The argument's conclusion is that if Gulf Coast's oyster producers start to use new methods to kill the bacteria, there will be greater profits to Gulf Coast oyster producers. I think it is good to listen the new method for killing bacteria, but the argument still unconvincing. Here is why.
First, the author claims that consumers would like to pay twice as much for oysters form the northeastern Atlantic Coast as for Gulf Coast oysters because of the bacteria. Obviously, the author's assumption is that the qualities are the same both on northeastern Atlantic Coast and Gulf Coast oysters. Maybe the price of the oysters form the northeastern Atlantic Coast is higher that Gulf Coast in normal. The bacteria only decrease a little price for Gulf Coast's oysters.
Second, even there is a new method for killing harmful bacteria, but does not mention that the consumers would accept the oysters through the process of killing bacteria. If the new method is using X-ray to killing the bacteria, there is no customers will interesting the oysters which are processed.

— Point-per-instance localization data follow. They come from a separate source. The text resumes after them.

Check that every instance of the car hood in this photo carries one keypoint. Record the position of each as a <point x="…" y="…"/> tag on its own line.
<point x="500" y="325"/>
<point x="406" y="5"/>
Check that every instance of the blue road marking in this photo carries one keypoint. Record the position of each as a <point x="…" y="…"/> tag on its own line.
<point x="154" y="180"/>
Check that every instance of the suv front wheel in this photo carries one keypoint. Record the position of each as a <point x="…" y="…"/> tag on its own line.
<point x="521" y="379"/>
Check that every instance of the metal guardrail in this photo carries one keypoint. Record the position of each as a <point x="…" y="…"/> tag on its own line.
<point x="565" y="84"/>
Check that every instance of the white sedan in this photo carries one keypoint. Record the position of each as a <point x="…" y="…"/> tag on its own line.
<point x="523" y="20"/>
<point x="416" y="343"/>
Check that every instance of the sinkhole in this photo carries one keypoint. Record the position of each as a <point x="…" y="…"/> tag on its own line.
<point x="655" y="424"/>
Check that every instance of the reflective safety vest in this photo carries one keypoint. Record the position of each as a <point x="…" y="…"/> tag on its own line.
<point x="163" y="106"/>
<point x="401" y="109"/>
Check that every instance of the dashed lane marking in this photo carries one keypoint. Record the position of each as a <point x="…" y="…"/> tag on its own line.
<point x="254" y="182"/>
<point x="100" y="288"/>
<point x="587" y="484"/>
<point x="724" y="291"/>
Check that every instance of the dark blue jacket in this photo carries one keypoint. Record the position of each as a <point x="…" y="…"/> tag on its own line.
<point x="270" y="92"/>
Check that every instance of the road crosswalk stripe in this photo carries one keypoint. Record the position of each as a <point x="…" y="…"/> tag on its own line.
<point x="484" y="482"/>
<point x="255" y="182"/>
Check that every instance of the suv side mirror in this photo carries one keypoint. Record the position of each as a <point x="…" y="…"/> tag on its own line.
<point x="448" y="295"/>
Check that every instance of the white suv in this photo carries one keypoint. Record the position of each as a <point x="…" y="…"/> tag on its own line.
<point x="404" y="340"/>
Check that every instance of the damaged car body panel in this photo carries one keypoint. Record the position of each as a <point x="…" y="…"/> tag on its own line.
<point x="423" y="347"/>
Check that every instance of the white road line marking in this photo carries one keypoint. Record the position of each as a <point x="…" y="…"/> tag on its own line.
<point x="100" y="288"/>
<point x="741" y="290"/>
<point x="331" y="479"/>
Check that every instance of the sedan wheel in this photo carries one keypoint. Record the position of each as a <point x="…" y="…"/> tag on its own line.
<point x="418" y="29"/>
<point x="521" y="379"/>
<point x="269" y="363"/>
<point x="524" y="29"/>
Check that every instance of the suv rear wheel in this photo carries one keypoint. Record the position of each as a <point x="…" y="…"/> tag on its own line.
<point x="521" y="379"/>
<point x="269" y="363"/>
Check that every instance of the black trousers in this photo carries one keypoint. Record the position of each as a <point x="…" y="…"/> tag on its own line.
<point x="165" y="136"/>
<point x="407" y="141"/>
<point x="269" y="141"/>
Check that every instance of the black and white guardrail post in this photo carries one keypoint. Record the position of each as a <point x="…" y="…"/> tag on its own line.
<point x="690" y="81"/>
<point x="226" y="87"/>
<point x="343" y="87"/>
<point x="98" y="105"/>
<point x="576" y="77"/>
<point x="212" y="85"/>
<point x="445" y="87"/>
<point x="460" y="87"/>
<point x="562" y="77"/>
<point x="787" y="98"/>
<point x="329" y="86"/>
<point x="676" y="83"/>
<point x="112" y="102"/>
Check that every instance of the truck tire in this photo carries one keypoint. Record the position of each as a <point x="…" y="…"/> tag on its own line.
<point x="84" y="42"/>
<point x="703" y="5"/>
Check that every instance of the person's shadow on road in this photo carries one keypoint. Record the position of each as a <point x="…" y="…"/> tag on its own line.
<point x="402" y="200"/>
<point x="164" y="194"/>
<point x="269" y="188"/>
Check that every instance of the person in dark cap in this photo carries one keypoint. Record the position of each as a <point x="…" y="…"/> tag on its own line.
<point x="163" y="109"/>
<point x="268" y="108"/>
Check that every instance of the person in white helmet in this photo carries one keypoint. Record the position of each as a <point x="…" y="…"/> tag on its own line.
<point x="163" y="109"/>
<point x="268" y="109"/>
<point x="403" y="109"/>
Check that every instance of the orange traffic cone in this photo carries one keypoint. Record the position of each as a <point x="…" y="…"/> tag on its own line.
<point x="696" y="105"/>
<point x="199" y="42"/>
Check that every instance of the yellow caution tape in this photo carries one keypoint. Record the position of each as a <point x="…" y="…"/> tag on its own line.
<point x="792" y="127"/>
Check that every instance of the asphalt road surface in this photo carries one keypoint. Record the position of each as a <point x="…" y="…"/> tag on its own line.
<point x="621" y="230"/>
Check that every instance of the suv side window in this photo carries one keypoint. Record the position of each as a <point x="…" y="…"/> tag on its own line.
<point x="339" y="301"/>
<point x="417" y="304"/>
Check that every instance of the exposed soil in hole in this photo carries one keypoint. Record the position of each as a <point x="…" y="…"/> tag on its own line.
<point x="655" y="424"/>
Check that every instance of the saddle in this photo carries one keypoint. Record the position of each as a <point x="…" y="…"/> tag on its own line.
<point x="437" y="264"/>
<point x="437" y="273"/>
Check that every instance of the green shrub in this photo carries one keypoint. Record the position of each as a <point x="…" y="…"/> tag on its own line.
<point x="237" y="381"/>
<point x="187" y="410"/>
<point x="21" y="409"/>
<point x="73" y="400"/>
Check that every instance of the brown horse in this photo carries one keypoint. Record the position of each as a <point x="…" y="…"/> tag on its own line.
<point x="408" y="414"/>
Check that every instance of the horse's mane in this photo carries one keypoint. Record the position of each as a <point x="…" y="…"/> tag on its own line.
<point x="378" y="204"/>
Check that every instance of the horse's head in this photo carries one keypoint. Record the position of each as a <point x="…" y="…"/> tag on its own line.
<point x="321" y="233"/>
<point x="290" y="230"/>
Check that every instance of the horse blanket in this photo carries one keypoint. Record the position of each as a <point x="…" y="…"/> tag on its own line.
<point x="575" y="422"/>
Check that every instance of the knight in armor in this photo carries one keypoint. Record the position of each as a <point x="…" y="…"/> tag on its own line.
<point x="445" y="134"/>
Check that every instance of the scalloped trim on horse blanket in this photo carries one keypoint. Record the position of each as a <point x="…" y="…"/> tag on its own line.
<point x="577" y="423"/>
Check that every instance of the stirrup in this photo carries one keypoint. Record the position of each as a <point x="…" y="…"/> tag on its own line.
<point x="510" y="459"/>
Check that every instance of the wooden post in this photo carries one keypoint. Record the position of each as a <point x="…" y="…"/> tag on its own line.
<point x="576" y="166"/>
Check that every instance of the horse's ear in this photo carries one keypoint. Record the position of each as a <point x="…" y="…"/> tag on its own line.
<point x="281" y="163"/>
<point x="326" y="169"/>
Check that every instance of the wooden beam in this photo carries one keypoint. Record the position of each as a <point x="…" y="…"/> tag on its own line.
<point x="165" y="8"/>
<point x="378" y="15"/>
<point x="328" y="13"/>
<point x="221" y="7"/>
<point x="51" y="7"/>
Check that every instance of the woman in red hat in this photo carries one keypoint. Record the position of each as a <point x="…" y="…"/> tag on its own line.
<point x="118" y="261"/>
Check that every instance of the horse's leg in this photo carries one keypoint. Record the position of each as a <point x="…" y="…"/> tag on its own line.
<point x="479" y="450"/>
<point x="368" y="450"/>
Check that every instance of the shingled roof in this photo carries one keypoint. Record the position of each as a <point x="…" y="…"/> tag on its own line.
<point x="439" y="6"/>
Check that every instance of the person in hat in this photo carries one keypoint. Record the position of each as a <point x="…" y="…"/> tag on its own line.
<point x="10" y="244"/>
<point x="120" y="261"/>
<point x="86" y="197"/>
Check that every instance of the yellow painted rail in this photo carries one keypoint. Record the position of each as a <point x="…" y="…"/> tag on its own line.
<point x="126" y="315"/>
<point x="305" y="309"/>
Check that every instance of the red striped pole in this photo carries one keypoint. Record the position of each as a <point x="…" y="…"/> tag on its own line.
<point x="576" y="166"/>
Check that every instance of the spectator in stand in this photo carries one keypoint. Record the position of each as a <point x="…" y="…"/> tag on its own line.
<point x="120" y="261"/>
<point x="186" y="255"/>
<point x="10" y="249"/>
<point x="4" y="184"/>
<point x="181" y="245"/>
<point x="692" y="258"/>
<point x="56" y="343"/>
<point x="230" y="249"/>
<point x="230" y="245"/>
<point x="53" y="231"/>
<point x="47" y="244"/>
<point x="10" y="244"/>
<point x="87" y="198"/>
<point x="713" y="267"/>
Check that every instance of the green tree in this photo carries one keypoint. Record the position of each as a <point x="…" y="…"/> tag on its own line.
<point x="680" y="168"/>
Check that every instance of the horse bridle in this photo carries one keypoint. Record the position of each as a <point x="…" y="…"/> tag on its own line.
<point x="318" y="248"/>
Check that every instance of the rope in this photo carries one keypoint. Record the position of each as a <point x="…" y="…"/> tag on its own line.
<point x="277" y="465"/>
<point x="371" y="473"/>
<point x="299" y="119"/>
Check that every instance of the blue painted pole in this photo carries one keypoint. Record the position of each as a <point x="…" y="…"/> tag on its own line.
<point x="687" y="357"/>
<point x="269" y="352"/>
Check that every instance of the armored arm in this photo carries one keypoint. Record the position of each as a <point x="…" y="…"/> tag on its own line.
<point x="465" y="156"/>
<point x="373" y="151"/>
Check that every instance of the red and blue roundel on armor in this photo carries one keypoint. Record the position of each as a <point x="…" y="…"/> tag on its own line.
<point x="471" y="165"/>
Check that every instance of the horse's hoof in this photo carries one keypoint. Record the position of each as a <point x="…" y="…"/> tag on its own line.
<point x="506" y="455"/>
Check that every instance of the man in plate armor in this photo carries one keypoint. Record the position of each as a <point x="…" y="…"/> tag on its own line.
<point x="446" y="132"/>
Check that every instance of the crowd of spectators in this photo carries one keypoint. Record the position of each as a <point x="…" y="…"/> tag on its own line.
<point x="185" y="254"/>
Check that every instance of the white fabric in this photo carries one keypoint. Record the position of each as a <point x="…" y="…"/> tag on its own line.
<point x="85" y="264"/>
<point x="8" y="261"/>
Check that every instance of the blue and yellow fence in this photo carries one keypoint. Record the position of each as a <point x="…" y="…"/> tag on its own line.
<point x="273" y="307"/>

Third, as the author says, if the Gulf Coast oyster producers using the new method for killing bacteria, they will have great profit. Is it true? As a graduated student with a minor in Economics, I would like to say the answer is no. Actually, if there are more and more oysters in the market, with the same demand, the price will decrease. Further, the consumer would treat the oysters which are processed as lower class products than the oysters from northeastern Atlantic Coast, and ask for lower price to buy the oysters from Gulf Coast oysters.
Last, we should care about that the author only describes the behavior of consumers in California, but his conclusion is for everyone, not just in the California. It will be a big problem if he suggests the Gulf Coast oyster producers to use the new method.